Les grands groupes n'ont-ils pas perdu la bataille de l'innovation ?

Traditionnellement, le nombre de médicaments qu'avait un laboratoire était directement proportionnel à son nombre de scientifiques. Dans la dernière décennie, avec les nouveaux outils comme l'intelligence artificielle, il est devenu possible d'être un petit acteur et d'aller très loin. Du fait de la pression à la baisse de leurs prix subis par les grands laboratoires, ils ont dû se concentrer sur leurs domaines thérapeutiques d'excellence.Pour Sanofi : l'immunologie, les maladies rares et les vaccins. Un grand laboratoire ne peut pas être expert en tout. Et créer une division de recherche en interne sur une nouvelle maladie où on part de zéro est risqué. C'est une meilleure allocation du capital que de racheter une biotech ayant déjà une expertise sur le sujet. Peu importe où elle se trouve : en Europe ou, plus souvent, aux Etats-Unis. Cela dit, en rythme de croisière, je considère qu'un bon équilibre pour Sanofi serait 70 % de médicaments issus de sa recherche interne contre 30 % acquis.

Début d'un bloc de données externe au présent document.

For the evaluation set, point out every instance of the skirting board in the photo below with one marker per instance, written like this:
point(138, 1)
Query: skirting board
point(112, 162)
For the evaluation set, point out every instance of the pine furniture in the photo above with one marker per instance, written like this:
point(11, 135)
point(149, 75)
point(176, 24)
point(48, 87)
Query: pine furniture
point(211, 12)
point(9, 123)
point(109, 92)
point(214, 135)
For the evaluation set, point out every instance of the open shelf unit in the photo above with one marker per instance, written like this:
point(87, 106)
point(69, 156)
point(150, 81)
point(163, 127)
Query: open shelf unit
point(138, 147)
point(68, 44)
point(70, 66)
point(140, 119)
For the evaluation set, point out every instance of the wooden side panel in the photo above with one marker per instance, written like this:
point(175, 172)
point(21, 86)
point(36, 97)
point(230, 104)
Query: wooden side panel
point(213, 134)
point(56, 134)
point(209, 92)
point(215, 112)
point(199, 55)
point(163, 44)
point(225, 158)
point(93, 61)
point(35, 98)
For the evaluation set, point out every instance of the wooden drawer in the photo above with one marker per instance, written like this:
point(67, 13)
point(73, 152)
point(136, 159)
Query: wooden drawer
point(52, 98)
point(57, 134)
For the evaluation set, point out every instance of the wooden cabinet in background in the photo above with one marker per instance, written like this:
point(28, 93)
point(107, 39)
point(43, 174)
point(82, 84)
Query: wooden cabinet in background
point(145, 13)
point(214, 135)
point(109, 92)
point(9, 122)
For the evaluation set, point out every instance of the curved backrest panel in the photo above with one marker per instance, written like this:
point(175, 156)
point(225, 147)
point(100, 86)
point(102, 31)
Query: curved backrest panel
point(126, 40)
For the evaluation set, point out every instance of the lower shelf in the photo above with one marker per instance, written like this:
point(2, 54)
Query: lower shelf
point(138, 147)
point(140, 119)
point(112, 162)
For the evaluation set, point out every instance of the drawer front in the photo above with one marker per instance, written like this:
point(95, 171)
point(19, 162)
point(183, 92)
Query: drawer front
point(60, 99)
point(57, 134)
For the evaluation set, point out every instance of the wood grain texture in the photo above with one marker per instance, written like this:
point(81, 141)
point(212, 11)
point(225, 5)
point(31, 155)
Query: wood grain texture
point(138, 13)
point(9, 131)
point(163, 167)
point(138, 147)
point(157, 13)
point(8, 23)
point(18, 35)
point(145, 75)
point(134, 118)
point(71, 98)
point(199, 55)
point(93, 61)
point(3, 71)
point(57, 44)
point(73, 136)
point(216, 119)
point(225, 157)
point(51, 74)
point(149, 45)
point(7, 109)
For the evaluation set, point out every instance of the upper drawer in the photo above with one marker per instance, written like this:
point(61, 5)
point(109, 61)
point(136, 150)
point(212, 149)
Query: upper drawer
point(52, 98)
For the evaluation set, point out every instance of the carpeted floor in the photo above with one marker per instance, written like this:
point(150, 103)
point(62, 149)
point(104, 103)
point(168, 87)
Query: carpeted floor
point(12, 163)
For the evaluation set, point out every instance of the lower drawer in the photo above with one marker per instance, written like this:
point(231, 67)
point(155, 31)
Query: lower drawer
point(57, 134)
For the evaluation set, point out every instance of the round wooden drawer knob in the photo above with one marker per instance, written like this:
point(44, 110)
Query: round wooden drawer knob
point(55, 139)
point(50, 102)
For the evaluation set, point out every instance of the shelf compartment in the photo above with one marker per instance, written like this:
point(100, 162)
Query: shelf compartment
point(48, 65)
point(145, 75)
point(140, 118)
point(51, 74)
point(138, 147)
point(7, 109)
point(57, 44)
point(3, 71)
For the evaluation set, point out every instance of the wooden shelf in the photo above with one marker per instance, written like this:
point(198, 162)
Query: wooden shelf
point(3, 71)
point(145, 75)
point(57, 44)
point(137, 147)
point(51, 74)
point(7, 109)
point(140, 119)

Quels sont les projets les plus prometteurs de Sanofi ?

Ce sont ceux qui feront bientôt de Sanofi le leader mondial de l'immunologie. Déjà, un de nos médicaments existants, le Dupixent, a prouvé qu'il réduisait de 34 % les hospitalisations pour bronchite chronique, aujourd'hui sans solution. Pendant que le monde a les yeux braqués sur l'obésité, dans les années à venir, nous allons continuer à avancer dans les affections dues au dérèglement du système immunitaire : l'asthme, le psoriasis, l'eczéma, les problèmes gastriques, etc. Le premier grand rendez-vous est fin 2024, sur la sclérose en plaques. Aujourd'hui, elle ne se traite pas, on ne peut que la ralentir. A la fin de l'année, nous saurons si Sanofi a trouvé un traitement. Nous pouvons y arriver. La preuve : Sanofi a déjà lancé dans l'année écoulée trois traitements qui ont changé la donne dans leurs domaines. Dans l'hémophilie A, dans le diabète de type 1 avec le premier traitement au monde qui ralentisse la maladie, et, bien sûr, contre la bronchiolite des nourrissons avec la première immunisation au monde.

Son parcours

Né à Manchester, Paul Hudson, 56 ans, a rejoint le secteur pharmaceutique au terme d'études en économie d'entreprise et en marketing. Son premier poste est dans la vente chez le poids lourd britannique des vaccins, GlaxoSmithKline (GSK). Suit une première incursion dans une société française, Synthelabo (avant sa fusion en 1999 avec Sanofi) et, entre autres, dix ans chez l'autre géant britannique, AstraZeneca, dirigé par le Français Pascal Soriot. Il y sera notamment responsable du marché américain. Il était depuis trois ans chez le suisse Novartis quand il a rejoint Sanofi pour prendre la direction générale en septembre 2019.

Son actualité

A l'occasion de ses résultats trimestriels le 27 octobre, Sanofi a annoncé préparer la scission de son pôle de santé grand public Opella (les médicaments sans ordonnance comme le Doliprane). Il a aussi annoncé accroître ses dépenses de R&D, déclenchant une tempête boursière qui a fait plonger son cours de 19 % ce vendredi-là. Depuis, il remonte la pente. Comme les autres Big Pharmas, Sanofi abandonne la santé familiale pour se recentrer sur les vaccins et médicaments innovants. Parmi eux, son blockbuster actuel, Dupixent, représente plus de 10 milliards d'euros de ventes annuelles et va connaître une nouvelle extension d'indication sur un marché majeur.